Art's Dirty, Big Secret

An old email prompts thoughts of a year in review

As one British constable put it in a BBC article detailing how "criminal gangs are increasingly targeting high-value works of art" in Britain and Europe: "Where there's money to be made, organised criminals will move in if we don't stop them." But the issue the art world faces today is not just about Russian mobsters or auction-house sharks in pinstripes. It's about emails sent by normally stand-up guys offering access to "insider information" regarding artists whose careers are treated not even like pork bellies, but like fixed football games.

Elba Esther Gordillo
Elba Esther Gordillo

When I met Peter Hort for lunch and asked him about the email I'd received, he seemed positively nonplussed.

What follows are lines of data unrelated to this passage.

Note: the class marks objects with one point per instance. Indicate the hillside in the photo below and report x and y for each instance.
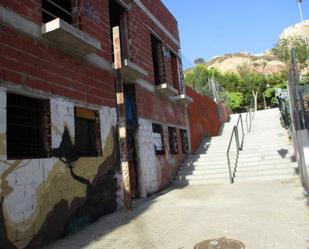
(265, 63)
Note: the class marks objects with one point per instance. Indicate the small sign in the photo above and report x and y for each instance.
(157, 141)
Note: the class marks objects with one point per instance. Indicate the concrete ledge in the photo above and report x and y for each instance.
(166, 90)
(183, 99)
(65, 34)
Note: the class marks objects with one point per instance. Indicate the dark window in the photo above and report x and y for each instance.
(175, 73)
(158, 60)
(158, 138)
(184, 141)
(87, 133)
(28, 127)
(172, 138)
(52, 9)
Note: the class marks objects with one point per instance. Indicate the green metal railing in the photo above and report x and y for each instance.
(239, 142)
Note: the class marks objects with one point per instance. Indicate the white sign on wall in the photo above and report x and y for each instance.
(157, 140)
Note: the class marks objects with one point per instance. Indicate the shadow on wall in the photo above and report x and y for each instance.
(100, 197)
(205, 116)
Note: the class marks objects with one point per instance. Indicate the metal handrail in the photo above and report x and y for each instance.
(250, 113)
(239, 146)
(240, 121)
(232, 174)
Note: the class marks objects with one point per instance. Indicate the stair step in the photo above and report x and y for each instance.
(200, 182)
(269, 172)
(263, 162)
(265, 178)
(265, 167)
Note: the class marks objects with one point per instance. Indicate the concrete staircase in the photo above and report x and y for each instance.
(209, 164)
(266, 154)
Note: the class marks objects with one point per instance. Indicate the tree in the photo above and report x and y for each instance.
(282, 50)
(236, 100)
(199, 61)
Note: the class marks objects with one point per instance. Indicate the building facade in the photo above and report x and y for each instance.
(59, 150)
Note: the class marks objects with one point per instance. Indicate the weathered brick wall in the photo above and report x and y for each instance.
(204, 117)
(32, 65)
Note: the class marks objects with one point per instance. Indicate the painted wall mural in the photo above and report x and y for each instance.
(43, 199)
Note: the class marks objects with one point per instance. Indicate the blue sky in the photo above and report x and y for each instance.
(212, 27)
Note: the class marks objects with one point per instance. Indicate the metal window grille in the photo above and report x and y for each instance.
(184, 141)
(156, 128)
(158, 60)
(52, 9)
(28, 127)
(173, 141)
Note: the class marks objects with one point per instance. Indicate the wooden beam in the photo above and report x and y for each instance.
(123, 147)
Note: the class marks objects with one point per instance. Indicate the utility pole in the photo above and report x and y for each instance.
(123, 146)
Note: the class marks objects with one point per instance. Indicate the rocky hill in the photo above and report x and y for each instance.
(265, 63)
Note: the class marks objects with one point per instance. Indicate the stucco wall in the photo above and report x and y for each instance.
(36, 194)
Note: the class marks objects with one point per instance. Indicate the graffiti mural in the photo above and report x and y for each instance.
(44, 199)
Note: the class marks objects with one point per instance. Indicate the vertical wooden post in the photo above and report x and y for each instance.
(121, 118)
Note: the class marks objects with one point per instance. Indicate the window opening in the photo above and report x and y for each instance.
(87, 133)
(157, 60)
(173, 143)
(158, 139)
(52, 9)
(28, 127)
(184, 141)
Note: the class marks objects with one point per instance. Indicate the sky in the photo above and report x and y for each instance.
(211, 28)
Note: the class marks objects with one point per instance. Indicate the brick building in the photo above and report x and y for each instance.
(59, 153)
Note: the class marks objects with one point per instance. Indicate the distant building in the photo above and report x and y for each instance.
(59, 154)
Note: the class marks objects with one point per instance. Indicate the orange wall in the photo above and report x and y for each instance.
(205, 117)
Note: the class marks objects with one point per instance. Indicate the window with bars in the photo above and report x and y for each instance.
(158, 139)
(173, 141)
(175, 72)
(52, 9)
(87, 133)
(28, 127)
(184, 141)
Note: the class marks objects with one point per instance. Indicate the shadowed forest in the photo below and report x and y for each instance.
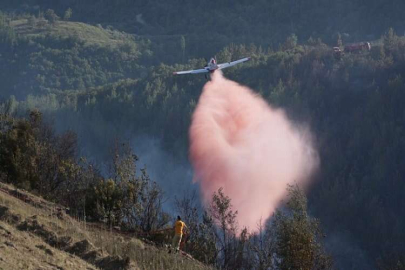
(82, 79)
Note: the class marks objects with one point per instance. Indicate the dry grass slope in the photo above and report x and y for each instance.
(91, 35)
(35, 234)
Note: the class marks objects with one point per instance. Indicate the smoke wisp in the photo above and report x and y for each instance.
(238, 142)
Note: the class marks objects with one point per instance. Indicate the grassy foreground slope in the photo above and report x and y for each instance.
(36, 234)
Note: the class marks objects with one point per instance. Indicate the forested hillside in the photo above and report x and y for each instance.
(115, 79)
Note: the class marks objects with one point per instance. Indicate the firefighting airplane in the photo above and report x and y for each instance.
(212, 66)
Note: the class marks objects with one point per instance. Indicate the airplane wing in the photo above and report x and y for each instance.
(230, 64)
(195, 71)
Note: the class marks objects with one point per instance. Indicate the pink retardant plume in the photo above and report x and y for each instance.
(238, 142)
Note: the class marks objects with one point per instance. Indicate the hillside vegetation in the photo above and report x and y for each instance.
(115, 80)
(37, 234)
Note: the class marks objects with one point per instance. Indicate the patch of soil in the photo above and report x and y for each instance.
(116, 262)
(33, 226)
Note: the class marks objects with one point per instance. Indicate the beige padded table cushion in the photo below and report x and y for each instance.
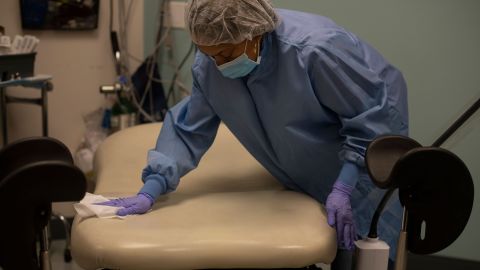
(228, 213)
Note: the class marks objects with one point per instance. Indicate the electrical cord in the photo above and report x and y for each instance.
(177, 71)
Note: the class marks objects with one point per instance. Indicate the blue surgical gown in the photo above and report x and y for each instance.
(318, 97)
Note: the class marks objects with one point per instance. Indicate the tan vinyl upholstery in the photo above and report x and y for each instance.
(228, 213)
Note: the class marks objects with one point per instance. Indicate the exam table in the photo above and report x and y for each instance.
(228, 213)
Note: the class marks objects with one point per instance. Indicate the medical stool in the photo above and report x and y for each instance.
(45, 85)
(34, 173)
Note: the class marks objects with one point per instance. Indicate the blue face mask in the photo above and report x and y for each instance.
(239, 67)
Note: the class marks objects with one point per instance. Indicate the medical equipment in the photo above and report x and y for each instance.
(228, 213)
(436, 208)
(34, 173)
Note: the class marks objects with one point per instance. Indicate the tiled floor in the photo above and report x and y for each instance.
(56, 255)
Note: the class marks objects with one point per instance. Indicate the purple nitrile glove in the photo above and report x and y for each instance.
(134, 205)
(340, 216)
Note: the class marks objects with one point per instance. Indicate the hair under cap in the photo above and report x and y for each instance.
(213, 22)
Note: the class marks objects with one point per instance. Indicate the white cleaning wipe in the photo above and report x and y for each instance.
(87, 207)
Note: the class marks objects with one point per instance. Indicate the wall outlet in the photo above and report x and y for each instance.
(176, 14)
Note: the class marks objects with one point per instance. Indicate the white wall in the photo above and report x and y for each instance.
(80, 62)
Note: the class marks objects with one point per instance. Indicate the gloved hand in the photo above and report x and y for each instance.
(134, 205)
(340, 216)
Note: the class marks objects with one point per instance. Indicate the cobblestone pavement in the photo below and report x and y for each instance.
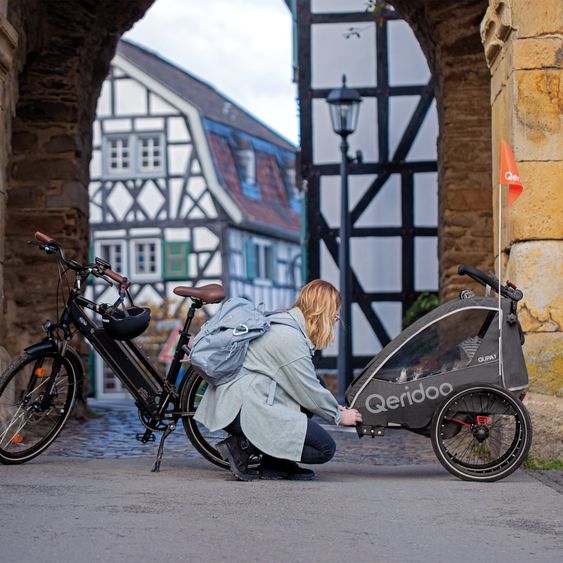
(111, 434)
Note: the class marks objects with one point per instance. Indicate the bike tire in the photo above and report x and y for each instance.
(481, 449)
(27, 429)
(192, 390)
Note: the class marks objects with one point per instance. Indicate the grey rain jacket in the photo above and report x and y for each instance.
(280, 379)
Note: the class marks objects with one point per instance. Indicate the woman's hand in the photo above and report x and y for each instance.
(350, 417)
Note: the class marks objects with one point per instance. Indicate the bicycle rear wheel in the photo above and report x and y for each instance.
(29, 420)
(201, 438)
(481, 433)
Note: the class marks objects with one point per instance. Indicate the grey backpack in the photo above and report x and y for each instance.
(219, 348)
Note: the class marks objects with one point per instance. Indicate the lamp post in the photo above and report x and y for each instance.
(344, 104)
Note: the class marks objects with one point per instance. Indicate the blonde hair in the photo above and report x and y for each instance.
(319, 302)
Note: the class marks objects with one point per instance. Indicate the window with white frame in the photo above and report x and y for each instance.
(146, 258)
(113, 252)
(260, 260)
(247, 160)
(149, 157)
(118, 154)
(142, 154)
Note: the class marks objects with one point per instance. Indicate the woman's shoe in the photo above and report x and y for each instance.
(285, 470)
(244, 459)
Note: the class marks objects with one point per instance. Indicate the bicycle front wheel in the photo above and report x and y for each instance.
(482, 433)
(37, 393)
(201, 438)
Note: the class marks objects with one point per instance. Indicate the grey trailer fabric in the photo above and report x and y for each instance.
(279, 378)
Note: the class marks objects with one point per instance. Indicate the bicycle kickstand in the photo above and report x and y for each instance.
(169, 429)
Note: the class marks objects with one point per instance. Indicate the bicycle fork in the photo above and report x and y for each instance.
(169, 429)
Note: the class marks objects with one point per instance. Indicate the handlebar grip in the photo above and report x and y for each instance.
(42, 237)
(116, 277)
(477, 275)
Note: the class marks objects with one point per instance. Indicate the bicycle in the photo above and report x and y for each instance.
(39, 388)
(452, 376)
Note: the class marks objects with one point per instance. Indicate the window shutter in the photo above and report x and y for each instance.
(250, 260)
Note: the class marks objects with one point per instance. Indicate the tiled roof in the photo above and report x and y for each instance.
(212, 104)
(273, 210)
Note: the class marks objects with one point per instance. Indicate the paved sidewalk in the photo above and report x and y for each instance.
(57, 509)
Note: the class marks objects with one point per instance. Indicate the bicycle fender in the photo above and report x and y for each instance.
(46, 345)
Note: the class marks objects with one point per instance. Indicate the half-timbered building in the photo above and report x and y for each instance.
(188, 188)
(393, 188)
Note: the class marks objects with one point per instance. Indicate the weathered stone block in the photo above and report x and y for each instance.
(23, 141)
(544, 358)
(71, 194)
(541, 17)
(538, 212)
(538, 128)
(46, 169)
(60, 143)
(537, 53)
(547, 425)
(537, 269)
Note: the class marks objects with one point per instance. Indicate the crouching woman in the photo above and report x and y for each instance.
(267, 410)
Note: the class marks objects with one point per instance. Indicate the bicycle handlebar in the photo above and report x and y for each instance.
(46, 239)
(116, 277)
(509, 290)
(42, 237)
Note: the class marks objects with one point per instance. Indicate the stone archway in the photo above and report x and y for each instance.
(448, 33)
(63, 54)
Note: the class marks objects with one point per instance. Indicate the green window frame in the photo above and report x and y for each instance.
(175, 264)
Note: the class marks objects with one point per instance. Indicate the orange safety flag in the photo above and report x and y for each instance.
(509, 173)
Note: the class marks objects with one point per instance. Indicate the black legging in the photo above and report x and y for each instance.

The art world was like "the Wild West," he offered jauntily, and "driven by inside knowledge" that was "fully legal," if certainly less than fair or ethical. But what doesn't bother him and other players is news to many inside the art world, and fundamentally shocking to most people outside its cliquish confines. The big secret in the art world is that today nearly everyone agrees that art is a dirty business, though few speak out for fear of banishment from the ultimate insiders' club. It's high time the art market was cleaned up: by the government, by self-regulation, but above all by a resolve among club members to straighten out a trade that, when measured against any other legal industry, is downright criminal.